The 68th Annual Primetime Emmy Awards

Photo By Dan Stienberg/AP Photo
Photo By Dan Stienberg/AP Photo

By Julianna Mauriello

Staff Reporter

On Sunday, Sept. 18, televisions biggest stars joined host Jimmy Kimmel at the Microsoft Theater in Los Angeles for ABC’s 68 annual Emmy Awards.

The award show highlights and recognizes excellence in the television industry.

The red carpet was star studded and the competition in each category of the night was tough to watch.

“I was really nervous to see if past Emmy winners would hold their titles for another consecutive year,” said junior Manuela Contreras.

Though there were a few categories taken over by newcomer-nominees, a few winning streaks remained.

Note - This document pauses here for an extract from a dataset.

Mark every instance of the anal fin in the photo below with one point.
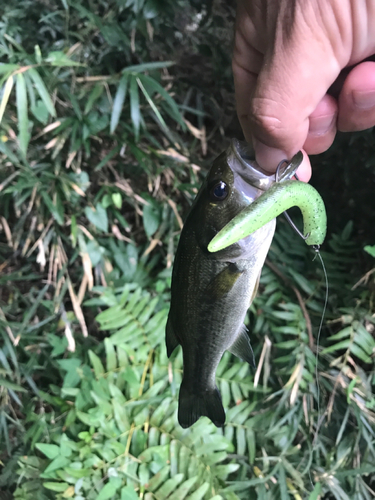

Actress Julia Louis-Dreyfus won her fifth consecutive best actress award for her role on “Veep,” which also took the title of best comedy over “Modern Family” for the second year in a row.

Throughout the night there were a lot of political and current events topics brought up, such as diversity and the election. Jimmy Kimmel poked fun at presidential candidate Donald Trump and our attempts at diversity throughout the night.

“Kimmel mentioned that ‘the only thing we value more than diversity is congratulating ourselves on how much we value diversity,’” said senior Andrew Lawlor. “I thought it was a great idea for him to use his celebrity platform to bring that ideal forward.”

Though Kimmel was more direct in his political mockery, other celebrities incorporated their thoughts on the election during their acceptance speeches in a joking manner.

When Julia Louis-Dreyfus won her best comedy actress award, she mentioned in her speech that she “would like to apologize for the current state of American politics. I think that ‘Veep’ has torn down the wall between comedy and politics.” She finished her speech by also poking fun at presidential candidate Trump, “I plan to rebuild that wall and make Mexico pay for it.”

Winner and actor for the Netflix Series “Master of None,” Aziz Ansari, also contributed to the Trump ridicule during his speech by mocking the proposed muslim immigrant ban.

“I understand that this election is very heated, but also very crucial for our country. I just don’t think it should have been incorporated that much into an awards show,” said Contreras.

Though some of the speakers joined Jimmy Kimmel in getting sidetracked by politics, other nominees were celebrating their first Emmy win in history.

Kate McKinnon took home an Emmy for best supporting actress for comedy, beating out Allison Janney who had won the award seven consecutive times leading up to this year. In addition to McKinnon, Louie Anderson took home his first Emmy for best supporting comedy category for his role in FX’s “Baskets,” and Tatiana Maslany won best actress in drama for her role in BBC America’s “Orphan Black.”

“Knowing how popular ‘Game of Thrones’ is, I was not at all surprised that it blew the competition away and also broke the record for most wins for a fictional series,” said senior Nicholas Quaid.

The HBO fantasy drama triumphed at the ceremony with their total number of awards standing at 38.

“I think fans of ‘Game of Thrones’ will be a little upset to hear that they aren’t eligible for Emmys next year since Season 7 of the series premieres was so late,” said Lawlor.

With or without “Game of Thrones” being eligible at next year’s Emmy Awards, television is only improving in quality, which means Emmy categories are only improving in competition.

The night ended in celebration for both the winners and the other award nominees for all the accomplishments this year’s television had attained.